County history activists, with little fanfare, have been busy breathing new life into Fort Ethan Allen, the Civil War-era protector of Chain Bridge from invading rebels.
The results, which the public will see this November, combine fresh archaeology with modern museum exhibition techniques in a well-tended natural setting. And like many Arlington projects, the painstaking process on the grounds of the Madison Community Center has ruffled feathers.
In the Arlington Way, we all get a say.
The fort on the grounds of my old elementary school never hosted any combat, but it was one of 68 ringing Washington. Some 1,000 troops were stationed at the site of a signal tower, and they hosted President Lincoln there in 1862.
Historic preservation staff have advanced a conservation project to reinterpret the fort—now mostly just berms–with outdoor displays and signage, replica cannon, a scale model and a soldiers memorial. A thorough dig in 2006 uncovered period artifacts and surfaced new facts that allow an authoritative layout. The loving care also extended to removal of dangerous dead trees and new landscaping using native plants to shield neighboring homes from the fort’s displays and visitors.
Since the county board approved a $485,100 budget in 2010, there have been several community meetings and a blizzard of e-mail. I attended a meeting April 2 and heard design consultant Katherine Lenard present half-finalized photos and draft panels. Some sparks flew.
Her talk pleased many with its plan to move the memorial location farther in from Old Glebe Road in deference to the privacy issues raised by homeowners across the street.
And a parks official from Fort C.F. Smith, a mile down the Potomac, promised that his staff would maintain the new plantings, within the same budget.
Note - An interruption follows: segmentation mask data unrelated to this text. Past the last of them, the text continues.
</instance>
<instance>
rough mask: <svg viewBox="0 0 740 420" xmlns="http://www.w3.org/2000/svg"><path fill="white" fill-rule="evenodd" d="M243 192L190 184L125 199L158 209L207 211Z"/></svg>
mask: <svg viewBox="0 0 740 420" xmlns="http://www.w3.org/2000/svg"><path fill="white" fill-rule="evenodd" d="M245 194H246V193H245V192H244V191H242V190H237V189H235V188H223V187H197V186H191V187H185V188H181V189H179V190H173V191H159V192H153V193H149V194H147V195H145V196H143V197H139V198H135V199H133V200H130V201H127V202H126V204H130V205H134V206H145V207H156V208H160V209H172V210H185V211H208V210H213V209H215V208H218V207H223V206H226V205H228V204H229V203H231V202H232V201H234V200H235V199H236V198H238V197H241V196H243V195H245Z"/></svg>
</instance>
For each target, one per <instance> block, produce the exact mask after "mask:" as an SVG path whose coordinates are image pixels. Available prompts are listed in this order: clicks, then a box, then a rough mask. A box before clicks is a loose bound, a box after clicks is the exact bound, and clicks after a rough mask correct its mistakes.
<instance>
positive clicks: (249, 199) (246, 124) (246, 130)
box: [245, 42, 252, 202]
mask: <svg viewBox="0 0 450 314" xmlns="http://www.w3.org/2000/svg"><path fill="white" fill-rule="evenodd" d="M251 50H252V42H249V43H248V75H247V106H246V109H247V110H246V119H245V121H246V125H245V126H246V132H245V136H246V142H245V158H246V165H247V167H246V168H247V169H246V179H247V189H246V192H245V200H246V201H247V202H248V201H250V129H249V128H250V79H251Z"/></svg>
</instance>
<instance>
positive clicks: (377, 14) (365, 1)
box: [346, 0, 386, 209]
County Historic Preservation Inspector Marlene Terreros-Oronao earnestly assured all that the county is consulting the citizenry.
But some raw feelings were aired. Neighbors on Military Road and Randolph Court worry the exhibit will increase traffic on the Old Glebe commuter route and do not consider the civic association to have represented their interests before the county.
Judah Best, a close-by neighbor and trial lawyer, told me that memories of an earlier fight over a dog park on the site “reverberated in our consciousness.” The recent success in persuading the county to relocate the memorial came from an informal group whose windows gaze directly onto the fort. “What has us scratching our heads is the nature of the civic association in protecting the interests of the neighborhood,” Best said.
Emily Sopensky said “the lack of communication and interaction is frustrating – especially for a small, relatively wealthy county. One part of the county doesn’t talk to the other,” she said.
Bruce Shuttleworth, president of the Old Glebe Civic Association, sent an e-mail to members summarizing progress. “As an avid museum-goer and history major, I was impressed,” he wrote. The county has been “very forthcoming, transparent and eager to finalize the best plan possible that takes into account the limited budget, best historical interpretation, safety, functionality and desires of the neighborhood.” He predicted “no notable increase” in non-neighborhood traffic. But he cautioned that the association has no veto power over the taxpayer-funded project.
The next station along the Arlington Way comes June 25, when neighbors will gather for a look at the completed plan. Is that consultation enough?